They strip Jesus of the royal garments and lead him away to an ominous hill—Golgotha, or Skull Place. He is so weakened by the scourgings that another man is forced to carry his cross for him. But when Jesus arrives at Golgotha, he refuses to drink any wine. Whatever he is about to face, he will do so without an anesthetic.
Mark records simply, “They crucified him.” They hoist him on a wooden cross and nail his hands and feet to it. Mark doesn’t need to write any more, because crucifixion is a horrible and shameful death, practically taboo in polite company. The empire of Rome means it to be a public spectacle. It demonstrates that this man, once a rebel against the empire, has now been crushed under the boot of Caesar. When Jesus is crucified, Rome is saying that he is nothing more than a man, a subject of the empire. He has no property to call his own, not even his clothes—the soldiers gamble over who will get to keep them. His crime is posted for all to see: “The King of the Jews.”
Make no mistake: Jesus is not being crucified for being a good moral teacher. No one gets crucified for telling people to love each other. Jesus’ message runs much deeper than that. Mark summarizes it with these words: “The time is fulfilled, and the kingdom of God is at hand; repent and believe in the gospel” (Mark 1:15). When asked by the Jewish leaders whether he was the Messiah, the Son of God, Jesus has replied, “I am, and you will see the Son of Man seated at the right hand of Power, and coming with the clouds of heaven” (Mark 14:62). Jesus is crucified for claiming to be God’s anointed King over all the earth, and a divine King at that—the Son of God himself.
His disciples, James and John, once asked their King, “Grant us to sit, one at your right hand and one at your left, in your glory” (Mark 10:37). But now they are nowhere to be found. Instead, Rome crucifies two criminals with Jesus, “one on his right and one on his left.” These are the royal members of his court. His audience passes by and ridicules him by shouting, “Ha! You who would destroy the temple and rebuild it in three days, save yourself, and come down from the cross!” The religious leaders join them: “He saved others; he cannot save himself!” This man is no Saviour. He is no King.

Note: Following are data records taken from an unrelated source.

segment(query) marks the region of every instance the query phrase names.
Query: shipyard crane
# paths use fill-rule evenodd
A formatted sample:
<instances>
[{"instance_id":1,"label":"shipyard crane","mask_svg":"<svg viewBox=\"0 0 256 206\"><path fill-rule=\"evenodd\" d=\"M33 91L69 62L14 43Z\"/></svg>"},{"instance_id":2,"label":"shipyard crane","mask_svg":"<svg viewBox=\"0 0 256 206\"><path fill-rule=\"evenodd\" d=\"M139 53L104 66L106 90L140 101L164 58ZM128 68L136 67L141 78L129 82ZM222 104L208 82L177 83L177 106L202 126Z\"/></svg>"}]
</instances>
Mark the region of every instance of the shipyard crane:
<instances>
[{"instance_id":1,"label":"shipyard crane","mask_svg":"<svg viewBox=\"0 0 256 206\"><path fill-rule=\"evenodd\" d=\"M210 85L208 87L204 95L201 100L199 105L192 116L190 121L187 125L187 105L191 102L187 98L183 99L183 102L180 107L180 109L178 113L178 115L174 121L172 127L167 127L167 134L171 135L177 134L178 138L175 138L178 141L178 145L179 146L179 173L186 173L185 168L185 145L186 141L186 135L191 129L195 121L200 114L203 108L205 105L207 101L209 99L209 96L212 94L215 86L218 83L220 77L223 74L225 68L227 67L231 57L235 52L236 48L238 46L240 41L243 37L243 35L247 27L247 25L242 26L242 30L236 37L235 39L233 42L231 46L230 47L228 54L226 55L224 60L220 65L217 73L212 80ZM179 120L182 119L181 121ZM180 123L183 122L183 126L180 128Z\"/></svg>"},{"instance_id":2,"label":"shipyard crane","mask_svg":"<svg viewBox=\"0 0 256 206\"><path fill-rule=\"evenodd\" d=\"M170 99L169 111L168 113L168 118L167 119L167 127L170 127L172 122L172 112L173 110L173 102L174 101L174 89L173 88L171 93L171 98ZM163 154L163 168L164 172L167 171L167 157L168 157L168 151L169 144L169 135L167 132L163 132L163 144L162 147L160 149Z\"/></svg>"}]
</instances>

Look at this horrible spectacle of a bleeding, dying criminal! To think that anyone had faith in this man! “Let the Christ, the King of Israel, come down from the cross that we may see and believe,” they taunt him. And then, even the criminals who are crucified with him begin to revile him. Jesus is humiliated and condemned by everyone—Jew and Gentile, ruler and criminal, priest and sinner.
Why does his coronation look like this? Why the shame without even a trace of honour? It is because Jesus must be validated as King through shame, suffering, and death. Here in God’s world, “whoever would be great among you must be your servant, and whoever would be first among you must be slave of all” (Mark 10:43–44). By becoming the lowest man in the world, Jesus has established that he is the greatest. And by refusing to save himself, he is able “to give his life as a ransom for many” (Mark 10:45).
Perhaps today Jesus is well-liked and popular and a good teacher. But he remained on the cross, bleeding and dying, to save a people for his own kingdom. That is why he is Lord.